Today I won’t spend too much time going into all the details – I’m saving that for when I get to the end of this challenge- but for now, I do want to share one of our favorite recipe discoveries with you as several people have requested it after seeing it on my Instagram story a few days ago.
Credit for this particular recipe goes to PlateJoy, a menu planning service that I’ve been using for the past several months. With its dietary customization capabilities, I’ve been able to switch our profile to ensure I’m only receiving Whole30 recipes every week, and there have been some really great ones- particularly this dish.
If you’re cooking for your whole family, or a larger group of friends, this Creamy Lemon Basil Spaghetti Squash with Shrimp can easily be doubled to serve four to five people, as you only use half of the spaghetti squash for this two serving recipe. Even with half a spaghetti squash, we usually have a little of the squash left over as it makes quite a large serving. Hope you enjoy this as much as we do!

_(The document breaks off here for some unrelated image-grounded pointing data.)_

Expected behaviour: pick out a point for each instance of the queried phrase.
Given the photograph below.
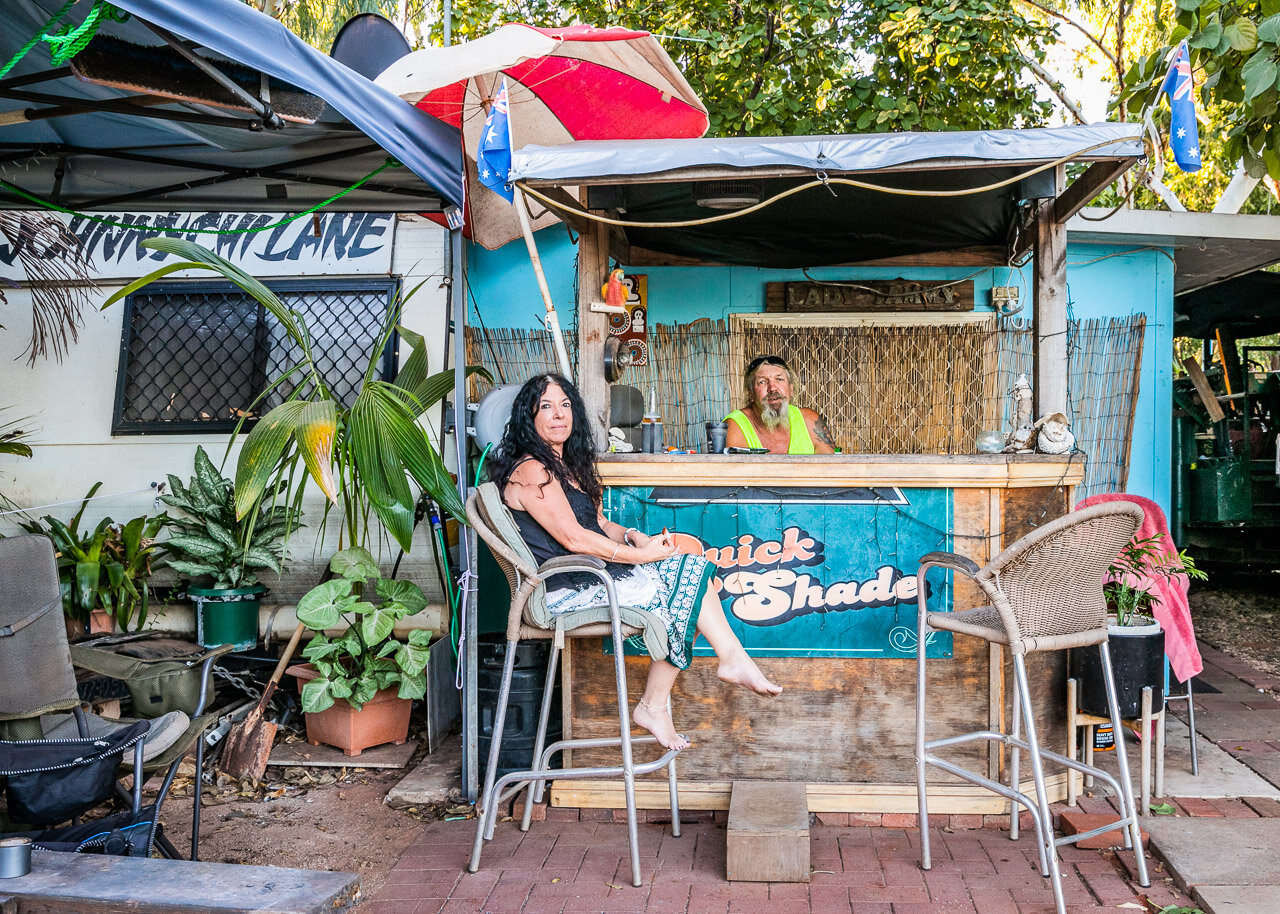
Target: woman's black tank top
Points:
(545, 547)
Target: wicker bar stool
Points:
(1045, 593)
(529, 618)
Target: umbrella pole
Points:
(552, 318)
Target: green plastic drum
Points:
(227, 616)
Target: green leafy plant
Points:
(366, 657)
(364, 456)
(1141, 563)
(106, 567)
(211, 543)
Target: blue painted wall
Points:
(1104, 280)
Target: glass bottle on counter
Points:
(650, 426)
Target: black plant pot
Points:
(1137, 661)
(528, 681)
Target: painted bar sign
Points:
(807, 571)
(869, 295)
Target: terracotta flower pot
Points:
(384, 718)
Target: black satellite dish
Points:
(369, 44)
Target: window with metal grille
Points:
(195, 356)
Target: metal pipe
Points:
(470, 657)
(552, 318)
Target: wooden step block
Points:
(768, 832)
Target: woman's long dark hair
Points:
(521, 439)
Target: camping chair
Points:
(40, 679)
(528, 618)
(1045, 593)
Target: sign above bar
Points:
(869, 295)
(805, 571)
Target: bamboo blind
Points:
(926, 388)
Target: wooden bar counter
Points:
(817, 565)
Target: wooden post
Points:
(593, 329)
(1050, 306)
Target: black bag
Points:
(51, 781)
(126, 833)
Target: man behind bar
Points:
(769, 420)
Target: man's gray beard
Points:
(771, 417)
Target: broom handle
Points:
(279, 668)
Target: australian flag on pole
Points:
(493, 158)
(1183, 135)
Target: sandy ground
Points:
(337, 819)
(312, 818)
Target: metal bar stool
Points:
(528, 618)
(1045, 593)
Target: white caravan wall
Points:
(72, 402)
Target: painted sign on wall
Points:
(804, 571)
(336, 242)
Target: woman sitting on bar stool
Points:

Creamy Lemon Basil Spaghetti Squash with Shrimp
- 7 oz large shrimp (14-16 shrimp), peeled and deveined
- 1/2 Tbsp coconut oil
- 1 spaghetti squash (you’ll use only half)
- 1 lemon
- 1/2 avocado
- 1/3 cup chopped basil
- 1/4 tsp dried oregano
- 2 Tbsp olive oil
- salt and pepper to taste
- Heat coconut oil in pan on medium high heat. Sprinkle shrimp with salt & pepper, and add to pan.
- Cook the shrimp, stirring frequently, until they are pink and opaque. This typically takes about 5 minutes. Set aside.
- Slice spaghetti squash in half, scrape out seeds and sprinkle with salt and pepper. Microwave 8-12 minutes, stirring and rotating at the 5 minute mark. Scrape the “noodles” out of the skin with a fork. (This step can be done ahead, with the squash stored in an airtight container in the fridge overnight.)
- Meanwhile, zest and juice the lemon. Peel avocado.
- Combine avocado, basil, 2 teaspoons lemon zest, juice of the lemon, dried oregano and olive oil in a food processor or blender. Blend until smooth. Season with salt to taste.
- Top spaghetti squash with shrimp. Spoon sauce over and toss to coat.